Variety stated that the film "has taken something not too original (the Cinderella theme) and dressed it up like new. Monroe is a delight...Yves Montand...gives a sock performance, full of heart and humour." The highlight of the film according to The New York Times was Milton Berle, who stole the show.

Review aggregation website Rotten Tomatoes gives the film an approval rating of 60% based on 15 critics.

Krasna said "it’s a very well-mounted picture of its kind. But, the gimmick that started it (genius is the word I mean when I say gimmick—gimmick is not a word to be sneered at) is Lancaster trying to sing, Lancaster getting all those laughs by dancing so lousy. The casting ruined it."

===Accolades and aftermath===
Let's Make Love received a nomination for Academy Award for Best Original Score for Lionel Newman and Earle H. Hagen and two BAFTA nominations for Best Film from any Source for George Cukor and for Best Foreign Actor (Montand). It also received a Golden Globe nomination for Best Picture Musical.
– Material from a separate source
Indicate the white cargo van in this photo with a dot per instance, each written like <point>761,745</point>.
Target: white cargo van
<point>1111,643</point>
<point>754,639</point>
Not long before she died in 1962, Monroe commented that the role of Amanda was the worst in her career. In her opinion, there was "no role...that you had to wrack your brain...there was nothing there with the writing" and that it had "been part of an old contract." Arthur Miller was also critical of the film, stating that despite his efforts to improve the script it was "like putting plaster on a peg leg." During an interview with David Letterman in 1988, Montand acknowledged his difficulties with the script and his problem speaking English, but said it was an honor to work alongside Monroe.

==Songs==
- "Let's Make Love" (Sammy Cahn and Jimmy Van Heusen) – sung by Marilyn Monroe and chorus, then by Monroe with Frankie Vaughan and again with Montand.
- "My Heart Belongs to Daddy" (Cole Porter) – sung by Monroe
- "Give Me the Simple Life" (Rube Bloom and Harry Ruby) – (parody) sung by Frankie Vaughan
- "Crazy Eyes" (Cahn and Van Heusen) – sung by Frankie Vaughan
- "Specialization" (Cahn and Van Heusen) – sung by Monroe and Frankie Vaughan
- "Incurably Romantic" (Cahn and Van Heusen) – sung by Bing Crosby and Montand, by Monroe and Montand and again by Monroe and Frankie Vaughan.

== In popular culture ==
In the 1992 film Cool World, Kim Basinger performed impressions of Monroe with Frank Sinatra Jr. singing the title song of the original film.

==Novelization==
In advance of the film's release (as was the custom of the era), a paperback novelization of the screenplay was published in 1960 by Bantam Books, by-lined by Matthew Andrews, which seems to have been a pseudonym.